Treasurer Josh Frydenberg amended draft legislation after weekend talks with Facebook CEO Mark Zuckerberg and Sundar Pichai, chief executive of Alphabet Inc. and its subsidiary Google, to make it clear the platforms would not be charged per news snippet or link.

“We never intended that . . . if the arbitrator was overseeing a deal between a television station and one of the digital platforms, that they would make that digital platform pay 2 cents, for example, for every click over the forthcoming year,” Frydenberg said. “That was never the intention. It was always the intention was to have a lump sum payment and that’s what we have made explicit in the code.”

Dan Stinton is managing director of Guardian Australia and New Zealand which is negotiating a licensing deal through Google’s News Showcase.

Stinton said Google has benefitted from news through engagement with search users who link to journalism, the consumer data Google collects from publishers and from its revenue share from ads that are published with news articles.

“Google have been prosecuting an argument that they’re being asked to pay for links in Search and that is not the case,” Stinton said.

“They’re not stealing published content, but I do believe they are using their market power to preference their own businesses to the detriment of publishers and that’s not right,” Stinton said.

“It’s not just paying for links and snippets within search, it’s paying for the entire benefit that Google receives,” he added.

Google has reached pay deals with more than 450 publications globally since it launched News Showcase in October.

The EU’s executive Commission has proposed new rules aimed at taming the biggest digital “gatekeepers.” Proposals working their way through negotiations among lawmakers from the 27-member bloc’s parliament could be amended to include elements of Australia’s model.

Britain, which recently left the EU, is planning similar digital reforms that include shaking up the relationship between online platforms and news publishers.

“There’s definitely an influence” from Australia, said Angela Mills Wade, executive director of the European Publishers Council, a lobbying group for media companies. “It is being closely monitored by all who have a stake in the outcome.”

Publishers in European countries already can request payments from tech companies for using their stories under recently revamped copyright rules. France was the first country to adopt those rules into national legislation and Google initially balked at payments. It changed its tune when a court ordered it into negotiations that resulted in a deal with a group of French publishers.

One part of the Australian model that has caught attention in Europe is the requirement for binding arbitration if payment talks don’t lead to an agreement, which Google has resisted because it would give the company less control.

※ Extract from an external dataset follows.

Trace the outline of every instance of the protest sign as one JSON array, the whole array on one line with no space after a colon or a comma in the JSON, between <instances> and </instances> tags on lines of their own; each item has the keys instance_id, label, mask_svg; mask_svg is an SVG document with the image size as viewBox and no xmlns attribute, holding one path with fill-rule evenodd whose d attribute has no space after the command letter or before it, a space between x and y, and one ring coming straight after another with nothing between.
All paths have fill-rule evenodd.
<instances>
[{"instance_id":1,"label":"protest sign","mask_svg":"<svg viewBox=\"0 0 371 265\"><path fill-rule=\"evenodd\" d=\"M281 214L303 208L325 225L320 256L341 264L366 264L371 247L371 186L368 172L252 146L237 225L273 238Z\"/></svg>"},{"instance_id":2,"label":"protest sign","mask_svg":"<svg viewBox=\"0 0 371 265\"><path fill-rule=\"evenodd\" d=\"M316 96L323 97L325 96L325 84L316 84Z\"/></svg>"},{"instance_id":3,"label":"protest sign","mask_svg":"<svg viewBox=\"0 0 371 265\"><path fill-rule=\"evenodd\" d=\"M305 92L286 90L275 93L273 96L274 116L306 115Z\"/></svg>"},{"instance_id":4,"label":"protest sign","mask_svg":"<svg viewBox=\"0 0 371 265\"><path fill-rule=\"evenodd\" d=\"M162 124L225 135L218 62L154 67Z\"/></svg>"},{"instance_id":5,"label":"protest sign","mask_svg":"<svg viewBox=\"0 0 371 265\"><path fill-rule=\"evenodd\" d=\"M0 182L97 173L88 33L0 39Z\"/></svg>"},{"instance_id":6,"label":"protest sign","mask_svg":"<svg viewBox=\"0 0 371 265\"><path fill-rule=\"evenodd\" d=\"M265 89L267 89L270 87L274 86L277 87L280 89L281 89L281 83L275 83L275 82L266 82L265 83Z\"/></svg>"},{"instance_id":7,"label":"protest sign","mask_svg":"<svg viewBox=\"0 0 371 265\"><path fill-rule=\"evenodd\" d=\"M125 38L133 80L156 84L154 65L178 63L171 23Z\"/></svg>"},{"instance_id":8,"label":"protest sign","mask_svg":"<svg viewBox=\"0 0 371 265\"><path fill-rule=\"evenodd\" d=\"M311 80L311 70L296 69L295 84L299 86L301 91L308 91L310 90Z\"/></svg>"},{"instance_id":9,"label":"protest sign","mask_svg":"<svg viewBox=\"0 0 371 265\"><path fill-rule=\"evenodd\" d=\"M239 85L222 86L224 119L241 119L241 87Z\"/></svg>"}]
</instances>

Mills Wade said several leading EU lawmakers want to add an arbitration mechanism to the digital regulations.

“Given that Google and Facebook have been undermining the scope of the publishers’ right it is clear that regulatory measures are needed, especially the final arbitration mechanism,” said Mills Wade. “Otherwise the majority of publishers won’t have the negotiating power to reach agreements.”

Google has been striking other news payment deals, including a multi-year agreement with tycoon Rupert Murdoch’s News Corp.

Mills Wade welcomed that deal, saying it shows Google puts “enormous value” on news content.

“However, regulators in Australia, but also in Europe, should not be misled into thinking that single deals, especially just before comprehensive laws come into effect, are the answer to ensuring the fair remuneration due to all publishers large and small, whose content is used by Google,” she said.